Puedo dar fe de lo complicado que es trabajar unido a otros hermanos. Las más mínimas diferencias en los entendimientos y objetivos, producen fricciones y malentendidos constantes. Por desgracia la fe en el siglo XXI es tan diversa y relativa, que estas fricciones son constantes. Las frucciones van generando malestar, incluso impidiéndonos comunicarnos con fiabilidad entre nosotros. La obra del maligno se extiende por todas partes. 

Hay tres posturas que pueden solucionar este problema 

A)    Aceptar la diversidad como lo normal e ignorarnos unos a otros. El peligro es que esta opción no es más que una auto-engaño. La armonía del silencio y el orden del vacío.

B)    Buscar un entendimiento de mínimos, que nos lleva a realizar, unidos, algunas acciones muy determinadas. Esto nos lleva aceptar que es mejor trabajar en grupos mono carismáticos y sólo salir de esos reductos puntualmente.

C)   Aceptar que es necesario el roce para desgastar estas diferencias e ir acercándonos lentamente. El peligro es que esto puede llevarnos al enfrentamiento y a un doloroso distanciamiento.

En el tercero de los casos es donde tenemos una ventaja adicional: la Gracia de Dios. La Gracia actúa como el aceite que engrasa las piezas mecánicas de un motor. Es lo que permite que el calor producido por la fricción se pueda evacuar. Además, el aceite permite que las imperfecciones que presentan todas las piezas no afecten al conjunto del motor. La Gracia de Dios actúa como un factor de sinergia que olvidamos.

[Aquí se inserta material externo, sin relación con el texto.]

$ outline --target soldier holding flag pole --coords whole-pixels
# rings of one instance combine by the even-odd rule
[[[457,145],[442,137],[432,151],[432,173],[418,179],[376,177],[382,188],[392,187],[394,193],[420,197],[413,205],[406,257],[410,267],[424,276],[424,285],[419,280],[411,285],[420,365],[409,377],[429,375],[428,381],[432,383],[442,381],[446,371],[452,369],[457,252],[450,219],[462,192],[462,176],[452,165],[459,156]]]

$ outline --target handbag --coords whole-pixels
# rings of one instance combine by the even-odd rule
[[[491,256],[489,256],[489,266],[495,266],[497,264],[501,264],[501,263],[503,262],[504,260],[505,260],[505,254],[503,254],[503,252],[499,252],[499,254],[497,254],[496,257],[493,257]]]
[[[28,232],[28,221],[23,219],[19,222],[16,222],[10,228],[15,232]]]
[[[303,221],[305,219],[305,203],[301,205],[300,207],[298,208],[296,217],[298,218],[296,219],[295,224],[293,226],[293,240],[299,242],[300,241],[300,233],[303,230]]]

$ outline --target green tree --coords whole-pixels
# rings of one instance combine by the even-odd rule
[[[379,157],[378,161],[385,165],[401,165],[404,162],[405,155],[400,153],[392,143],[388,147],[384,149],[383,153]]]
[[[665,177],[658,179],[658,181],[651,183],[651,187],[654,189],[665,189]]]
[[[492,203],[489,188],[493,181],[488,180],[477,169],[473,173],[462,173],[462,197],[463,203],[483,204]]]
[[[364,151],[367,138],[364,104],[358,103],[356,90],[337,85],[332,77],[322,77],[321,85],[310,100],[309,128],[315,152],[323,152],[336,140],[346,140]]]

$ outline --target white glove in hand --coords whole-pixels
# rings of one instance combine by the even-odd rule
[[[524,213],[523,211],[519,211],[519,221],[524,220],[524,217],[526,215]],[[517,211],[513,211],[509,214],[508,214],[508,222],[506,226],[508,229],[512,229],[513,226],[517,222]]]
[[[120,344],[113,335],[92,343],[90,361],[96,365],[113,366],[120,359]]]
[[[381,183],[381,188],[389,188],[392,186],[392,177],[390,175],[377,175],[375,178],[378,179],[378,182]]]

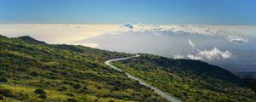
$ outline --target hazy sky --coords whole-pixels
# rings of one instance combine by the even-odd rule
[[[0,0],[0,23],[255,25],[255,0]]]

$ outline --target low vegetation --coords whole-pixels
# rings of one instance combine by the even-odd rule
[[[183,101],[256,101],[245,82],[224,69],[199,60],[141,55],[112,64]]]
[[[0,36],[3,101],[166,101],[104,65],[131,54]],[[0,100],[0,101],[1,101]]]

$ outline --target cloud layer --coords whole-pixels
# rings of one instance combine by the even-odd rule
[[[195,54],[188,54],[187,57],[191,60],[224,60],[232,56],[232,53],[230,51],[220,51],[218,48],[212,49],[198,50]]]
[[[218,34],[218,30],[208,26],[198,25],[143,25],[143,24],[125,24],[119,26],[115,32],[112,33],[152,33],[155,35],[165,33],[190,33],[213,35]]]
[[[228,36],[227,39],[230,42],[247,42],[248,41],[247,38],[239,37],[239,36],[236,36],[236,35]]]

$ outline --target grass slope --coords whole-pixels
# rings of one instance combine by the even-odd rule
[[[113,65],[183,101],[256,101],[239,77],[199,60],[143,54]]]
[[[2,101],[166,101],[103,64],[127,54],[30,37],[0,36],[0,47]]]

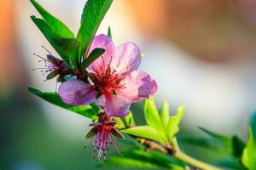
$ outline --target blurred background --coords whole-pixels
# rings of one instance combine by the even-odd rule
[[[78,31],[85,0],[38,3]],[[256,109],[255,8],[254,0],[113,1],[98,33],[110,26],[115,44],[139,45],[141,70],[158,82],[159,106],[164,99],[172,113],[187,106],[182,134],[201,135],[204,127],[246,139]],[[0,169],[94,169],[83,149],[90,121],[26,90],[55,90],[55,80],[32,71],[40,65],[32,53],[46,54],[42,45],[55,53],[32,14],[38,16],[27,0],[0,0]],[[142,104],[132,110],[143,123]]]

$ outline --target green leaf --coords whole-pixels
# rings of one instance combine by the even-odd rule
[[[169,104],[167,101],[164,101],[160,110],[160,118],[164,127],[167,128],[169,122]]]
[[[61,37],[59,35],[51,31],[50,27],[42,19],[36,18],[35,16],[31,16],[31,19],[36,24],[36,26],[39,28],[41,32],[46,37],[46,39],[50,43],[50,45],[55,49],[55,51],[58,53],[58,54],[61,57],[61,59],[63,59],[63,60],[67,63],[67,65],[71,69],[73,70],[75,65],[72,65],[72,63],[71,63],[72,60],[68,57],[67,54],[66,54],[66,52],[68,53],[68,51],[70,51],[70,48],[76,47],[77,45],[74,46],[73,44],[77,44],[74,42],[77,41],[70,40],[70,39],[67,39],[67,38],[65,39],[65,38]],[[64,42],[61,43],[61,42],[62,42],[62,41]],[[67,47],[69,46],[67,44],[68,42],[70,42],[71,45],[70,45],[70,48],[67,48]]]
[[[130,150],[124,151],[123,154],[124,157],[118,156],[112,156],[107,162],[102,164],[102,166],[142,167],[143,169],[183,169],[183,163],[155,150],[145,152],[143,150]]]
[[[51,93],[51,92],[42,92],[39,89],[28,87],[28,90],[35,94],[36,96],[38,96],[39,98],[44,99],[45,101],[48,101],[55,105],[58,105],[63,109],[71,110],[73,112],[78,113],[79,115],[82,115],[84,116],[86,116],[88,118],[96,120],[97,119],[97,114],[99,108],[96,108],[96,105],[79,105],[79,106],[72,106],[68,105],[62,102],[61,99],[56,93]]]
[[[108,26],[108,37],[112,40],[112,32],[111,32],[110,26]]]
[[[123,119],[124,119],[124,122],[125,122],[126,128],[135,126],[135,122],[134,122],[131,111],[130,111],[130,113],[126,116],[125,116]]]
[[[253,129],[254,139],[256,139],[256,111],[250,117],[250,126]]]
[[[153,97],[144,100],[144,116],[148,125],[158,133],[164,132],[163,125]]]
[[[152,139],[161,144],[165,143],[165,140],[162,139],[161,135],[160,135],[160,133],[154,128],[149,126],[137,126],[121,130],[121,132],[130,135]]]
[[[172,142],[173,137],[179,131],[179,123],[185,112],[185,106],[180,106],[177,108],[177,112],[176,116],[170,116],[168,122],[168,139],[170,142]]]
[[[82,63],[82,70],[85,70],[93,61],[95,61],[97,58],[102,56],[105,52],[103,48],[95,48],[89,54],[89,56],[83,61]]]
[[[234,157],[221,158],[216,165],[228,167],[229,169],[246,170],[241,163],[237,162],[237,160]]]
[[[242,164],[248,169],[256,169],[256,140],[252,128],[248,129],[248,140],[241,156]]]
[[[74,38],[73,33],[69,30],[69,28],[63,24],[60,20],[56,19],[49,13],[48,13],[40,4],[38,4],[35,0],[30,0],[36,9],[39,12],[42,17],[44,19],[46,24],[50,27],[50,29],[56,34],[58,34],[62,38]]]
[[[77,35],[77,40],[81,42],[81,55],[87,56],[90,43],[96,31],[111,6],[113,0],[88,0],[83,11],[81,26]],[[79,61],[81,61],[79,59]]]
[[[232,155],[234,157],[240,159],[246,144],[237,136],[232,137]]]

Preferimos alojarnos en las dos opciones primeras y sentirnos menos comprometidos con ese maravilloso motor que es la Iglesia. Lo que les cuento no es algo que me haya sacado de mi cabeza en una noche en vela, lo pueden leer en este párrafo de San Gregorio de Niza: 

En realidad, propio de la divinidad es extenderse a través de todo y ser coextensiva de la naturaleza de los seres en todas sus partes, porque nada puede permanecer en el ser, si no permanece en lo que es, y por otro lado, lo que es propia y primariamente es la naturaleza divina, y la permanencia de los seres nos obliga necesariamente a creer que esa naturaleza está en todos los seres. Pues bien, por medio de la Cruz, cuya figura se distribuye en cuatro, de suerte que, partiendo del punto medio, hacia el cual todo converge, se pueden contar cuatro prolongaciones, se nos ha enseñado lo siguiente: el que sobre ella fue extendido en el momento oportuno según el plan divino para su muerte, es el mismo que conjunta y ajusta todo a Sí Mismo, reuniendo por Si Mismo las diferentes naturalezas de los seres en un solo acuerdo  y una sola armonía. (San Gregorio de Niza. La Gran Catequesis, XXXII, 6) 

San Gregorio nos habla de unidad y armonía, pero las asocia a la Cruz. Esto es algo inaceptable para quien asimila la postmodernidad como la solución a nuestros problemas. Eso de sufrir y dar sentido al sufrimiento, resulta obsceno para el ser humano que se sienta en el sofá, tiene 2000 canales de Tv al alcance de un mando a distancia y una pizza pepperoni a domicilio solicitada por whatsapp. ¿Sufrir? ¿Encontrar sentido en el sufrimiento? Muchos se preguntan la razón de este aparente masoquismo. Pero no es masoquismo. Entender que la unidad y la armonía nunca son gratis, sino que tienen el precio de la negación de sí mismos, no es para quienes deciden vivir en grupitos homogéneos, donde las apariencias y el wellness son el objetivo. 

Es propio de Dios: “extenderse a través de todo y ser coextensivo de la naturaleza de los seres en todas sus partes, porque nada puede permanecer en el ser, si no permanece en lo que es”. Nada puede ser si no comparte el Ser que Dios le dona. La oscuridad es ausencia de luz. El mal es ausencia de luz. El silencio es ausencia de sonido. Hoy en día creemos que cada uno puede dar el ser a lo que creamos necesario y útil. Por eso la legislación genera atrocidades como el aborto. Sin el Ser de Dios, nada existe ni puede permanecer unido, en armonía y estable.